2. Pull the RFP material into context

TinyFish fetches the live source material and extracts key external facts: deadlines, submission instructions, required attachments, security requirements, mandatory certifications, pricing format, and amendment history. Glean interprets those requirements against internal knowledge such as approved responses, product docs, security language, case studies, customer references, and prior proposals.

3. Create a qualification brief

Glean helps compare the RFP against the company's capabilities, readiness, certifications, references, delivery model, and known constraints. TinyFish can enrich that brief with current public context: agency background, related procurements, visible incumbent vendors, recent amendments, or similar past awards.

4. Prepare a first draft

If the team decides to pursue, Glean can pull approved internal source material and draft a first-pass response. TinyFish helps keep the draft tied to the external requirements by pointing back to the original RFP sections, required attachments, submission fields, and portal instructions.

Where TinyFish fits

The goal is not to use every capability in every workflow. The goal is to give Glean agents a reliable path from internal context to current external reality.


Closing

Enterprise AI needs both memory and reach.

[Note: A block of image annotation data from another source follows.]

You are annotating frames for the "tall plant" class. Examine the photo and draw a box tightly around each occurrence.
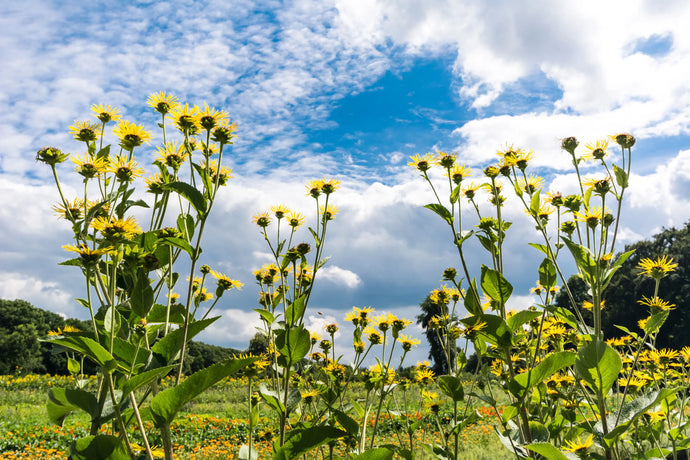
[36,93,256,459]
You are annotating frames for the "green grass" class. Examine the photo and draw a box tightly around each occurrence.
[0,380,513,460]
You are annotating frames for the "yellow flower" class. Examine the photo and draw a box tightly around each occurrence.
[62,244,113,267]
[407,153,436,173]
[436,152,456,169]
[204,160,233,187]
[53,198,84,222]
[364,326,383,345]
[398,334,422,351]
[108,156,144,183]
[271,204,290,219]
[637,296,676,312]
[144,173,167,194]
[69,121,101,142]
[91,104,122,123]
[91,217,141,241]
[113,121,151,150]
[170,104,199,136]
[252,212,271,228]
[319,204,338,221]
[582,300,606,311]
[211,270,244,294]
[462,182,484,201]
[146,91,180,115]
[199,102,228,130]
[306,179,321,198]
[574,206,603,228]
[414,367,435,385]
[609,133,635,149]
[155,142,187,171]
[582,139,609,161]
[637,256,678,280]
[561,434,594,455]
[517,174,544,195]
[211,123,237,145]
[373,312,398,332]
[319,178,340,195]
[286,211,306,228]
[72,153,108,179]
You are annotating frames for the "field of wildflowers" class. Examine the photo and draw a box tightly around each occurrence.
[20,93,690,460]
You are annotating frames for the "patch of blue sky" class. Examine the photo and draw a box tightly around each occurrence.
[480,71,563,117]
[630,33,673,58]
[307,56,476,167]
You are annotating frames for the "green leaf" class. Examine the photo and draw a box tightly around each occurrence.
[460,314,513,347]
[285,295,307,327]
[177,214,194,241]
[47,388,98,426]
[644,310,669,334]
[259,383,285,414]
[450,184,460,204]
[151,316,220,365]
[465,279,484,316]
[45,335,117,373]
[575,340,623,395]
[333,409,359,436]
[238,444,259,460]
[525,442,568,460]
[424,203,453,225]
[527,243,549,256]
[481,264,513,305]
[69,434,129,460]
[254,308,276,326]
[506,310,541,332]
[158,237,194,257]
[146,303,185,324]
[161,182,206,215]
[612,165,628,188]
[273,425,347,460]
[438,375,465,402]
[529,190,540,216]
[276,326,311,363]
[539,257,558,289]
[122,366,175,396]
[151,357,259,426]
[508,351,577,399]
[129,270,153,318]
[354,447,393,460]
[563,237,597,280]
[67,358,81,375]
[597,388,679,447]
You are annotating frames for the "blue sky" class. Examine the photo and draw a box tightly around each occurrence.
[0,0,690,366]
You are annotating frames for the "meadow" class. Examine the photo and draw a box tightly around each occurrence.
[0,375,512,460]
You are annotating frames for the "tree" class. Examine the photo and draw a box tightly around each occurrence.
[556,221,690,348]
[0,299,67,374]
[417,296,455,375]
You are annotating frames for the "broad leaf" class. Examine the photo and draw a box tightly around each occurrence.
[424,203,453,225]
[575,340,623,395]
[69,434,129,460]
[151,357,259,426]
[508,351,577,398]
[481,264,513,305]
[47,388,98,426]
[273,425,347,460]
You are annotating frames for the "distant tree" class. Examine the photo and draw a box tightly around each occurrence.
[556,222,690,348]
[0,299,67,374]
[417,296,454,375]
[247,332,269,356]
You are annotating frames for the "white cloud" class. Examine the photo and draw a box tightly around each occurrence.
[319,265,362,289]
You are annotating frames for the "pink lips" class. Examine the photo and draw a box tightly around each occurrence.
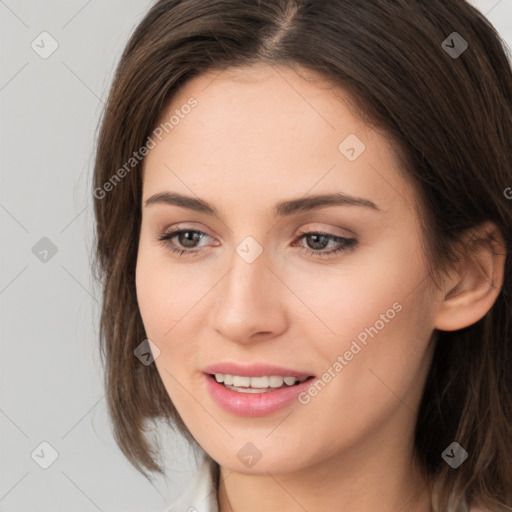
[203,363,313,416]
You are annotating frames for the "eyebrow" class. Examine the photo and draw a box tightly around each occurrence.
[144,192,382,219]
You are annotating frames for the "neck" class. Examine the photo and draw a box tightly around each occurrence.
[218,418,431,512]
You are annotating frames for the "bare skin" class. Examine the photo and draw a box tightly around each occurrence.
[136,65,504,512]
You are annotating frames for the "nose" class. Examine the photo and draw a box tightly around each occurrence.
[210,243,287,344]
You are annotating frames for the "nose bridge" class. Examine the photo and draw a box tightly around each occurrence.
[212,237,284,341]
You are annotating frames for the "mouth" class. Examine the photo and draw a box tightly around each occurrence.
[203,365,315,416]
[207,373,314,393]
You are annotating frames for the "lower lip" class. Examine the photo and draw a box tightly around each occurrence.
[204,374,313,416]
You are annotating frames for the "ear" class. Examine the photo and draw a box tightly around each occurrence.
[435,222,506,331]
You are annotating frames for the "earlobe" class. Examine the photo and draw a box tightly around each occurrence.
[435,222,506,331]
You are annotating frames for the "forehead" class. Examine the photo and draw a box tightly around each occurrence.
[144,65,411,218]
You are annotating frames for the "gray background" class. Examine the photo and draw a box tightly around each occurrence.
[0,0,512,512]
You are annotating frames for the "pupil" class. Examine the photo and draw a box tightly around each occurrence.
[308,235,328,249]
[179,231,200,247]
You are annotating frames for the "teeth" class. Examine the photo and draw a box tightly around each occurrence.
[215,373,307,393]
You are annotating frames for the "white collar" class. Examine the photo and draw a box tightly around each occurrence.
[164,455,219,512]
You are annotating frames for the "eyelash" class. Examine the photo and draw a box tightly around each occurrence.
[156,229,357,257]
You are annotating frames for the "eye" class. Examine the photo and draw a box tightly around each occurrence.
[294,231,357,256]
[157,229,212,256]
[156,229,357,256]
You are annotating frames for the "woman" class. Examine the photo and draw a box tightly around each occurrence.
[94,0,512,512]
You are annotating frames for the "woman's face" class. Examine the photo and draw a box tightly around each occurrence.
[136,65,436,474]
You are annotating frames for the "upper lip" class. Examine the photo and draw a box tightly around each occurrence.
[203,362,312,378]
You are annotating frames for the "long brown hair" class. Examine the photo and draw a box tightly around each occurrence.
[93,0,512,512]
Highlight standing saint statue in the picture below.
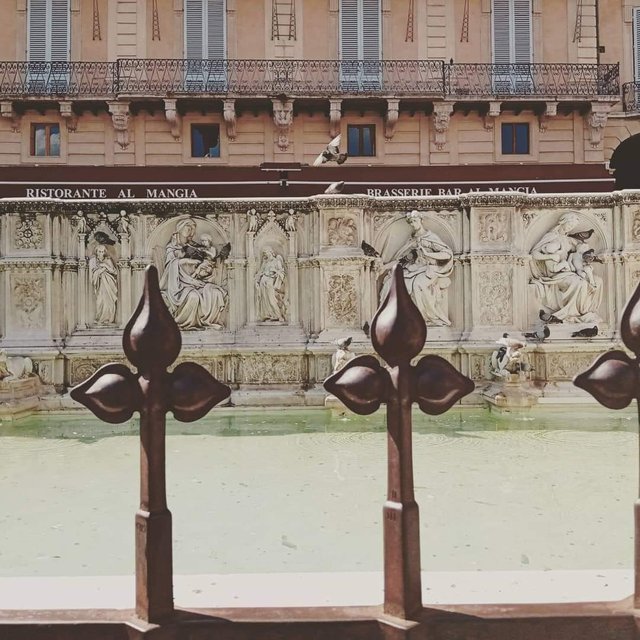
[89,244,118,324]
[256,247,286,322]
[380,211,453,326]
[160,218,227,329]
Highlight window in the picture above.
[347,124,376,157]
[502,122,530,155]
[340,0,382,91]
[30,124,60,156]
[191,124,220,158]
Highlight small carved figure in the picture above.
[491,333,530,378]
[247,209,258,233]
[313,135,349,167]
[256,247,286,322]
[89,244,118,324]
[0,349,35,382]
[331,336,356,373]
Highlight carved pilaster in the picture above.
[164,98,182,140]
[433,102,453,150]
[271,98,293,151]
[329,100,342,138]
[108,102,131,149]
[59,100,78,133]
[538,102,558,133]
[384,98,400,140]
[222,100,236,140]
[0,101,22,133]
[585,102,611,148]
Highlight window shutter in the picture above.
[184,0,206,60]
[50,0,69,62]
[512,0,532,64]
[492,0,511,64]
[633,7,640,82]
[362,0,381,60]
[206,0,227,60]
[340,0,359,60]
[27,0,48,62]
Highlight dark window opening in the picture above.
[191,124,220,158]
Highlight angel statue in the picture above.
[160,218,231,329]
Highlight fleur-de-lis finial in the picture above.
[573,284,640,609]
[71,267,231,622]
[324,265,474,618]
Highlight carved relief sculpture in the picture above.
[89,244,118,324]
[531,212,602,322]
[160,218,230,329]
[380,211,453,326]
[256,247,286,322]
[327,218,358,246]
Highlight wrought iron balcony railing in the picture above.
[0,62,117,98]
[622,82,640,112]
[445,63,620,98]
[0,58,620,104]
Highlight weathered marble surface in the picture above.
[0,191,640,403]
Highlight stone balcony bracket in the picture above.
[108,102,131,149]
[538,102,558,133]
[222,100,236,140]
[384,98,400,140]
[433,102,453,151]
[329,100,342,138]
[585,102,612,149]
[0,101,21,133]
[271,98,293,151]
[482,100,502,131]
[164,98,182,140]
[59,100,78,133]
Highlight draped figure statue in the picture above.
[160,218,227,329]
[89,244,118,324]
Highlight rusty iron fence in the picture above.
[0,266,640,640]
[0,58,626,100]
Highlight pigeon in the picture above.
[571,325,598,338]
[567,229,594,242]
[524,324,551,342]
[93,231,116,244]
[324,180,344,193]
[313,134,348,167]
[360,240,380,258]
[538,309,562,324]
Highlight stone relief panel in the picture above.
[379,211,453,326]
[327,216,358,247]
[13,216,44,250]
[478,209,510,244]
[327,274,358,327]
[255,246,287,322]
[477,264,513,326]
[530,211,603,323]
[11,273,47,330]
[238,353,302,384]
[153,217,231,330]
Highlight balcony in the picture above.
[0,58,620,104]
[622,82,640,113]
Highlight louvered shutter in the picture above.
[340,0,360,60]
[633,7,640,82]
[361,0,381,60]
[512,0,532,64]
[492,0,511,64]
[184,0,206,60]
[50,0,69,62]
[206,0,226,60]
[27,0,48,62]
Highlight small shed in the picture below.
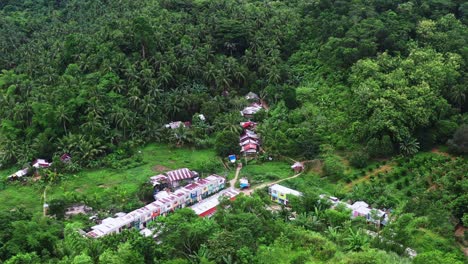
[60,153,71,163]
[8,168,28,180]
[239,178,250,189]
[245,92,260,101]
[291,162,304,173]
[165,121,185,129]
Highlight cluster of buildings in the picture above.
[239,129,260,156]
[239,92,263,156]
[150,168,198,192]
[320,194,389,225]
[268,184,389,225]
[86,172,239,238]
[8,159,52,180]
[268,184,302,205]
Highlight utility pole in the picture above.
[42,186,49,216]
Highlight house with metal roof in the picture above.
[268,184,302,205]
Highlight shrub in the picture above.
[323,155,345,180]
[447,125,468,154]
[349,151,369,169]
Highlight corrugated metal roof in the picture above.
[166,168,194,182]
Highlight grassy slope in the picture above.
[0,145,218,211]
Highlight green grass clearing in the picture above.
[0,144,221,212]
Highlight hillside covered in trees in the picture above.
[0,0,468,263]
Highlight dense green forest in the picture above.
[0,0,468,264]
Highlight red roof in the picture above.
[184,182,199,190]
[242,144,257,151]
[166,168,194,182]
[242,121,252,128]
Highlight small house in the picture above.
[268,184,302,205]
[60,153,71,163]
[245,92,260,101]
[165,121,185,129]
[241,144,258,156]
[32,159,52,169]
[239,178,250,189]
[291,162,304,173]
[166,168,198,187]
[347,201,388,225]
[240,103,263,118]
[8,168,29,180]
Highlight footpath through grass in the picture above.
[0,145,218,212]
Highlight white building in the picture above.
[268,184,302,205]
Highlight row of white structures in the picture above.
[86,175,232,238]
[268,184,388,225]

Glean provides the memory: enterprise context, permissions, knowledge, and reasoning over how the company works.

TinyFish provides reach: the ability to find, read, extract, and operate against live web systems when the workflow depends on current external information.

Together, they can make RFP response prep more useful without over-automating the parts that still require human review: find the opportunity, pull the source material, compare it to internal knowledge, draft the qualification brief, prepare the response, and keep the human in control.

That is a grounded place to start, and a strong foundation for what comes next.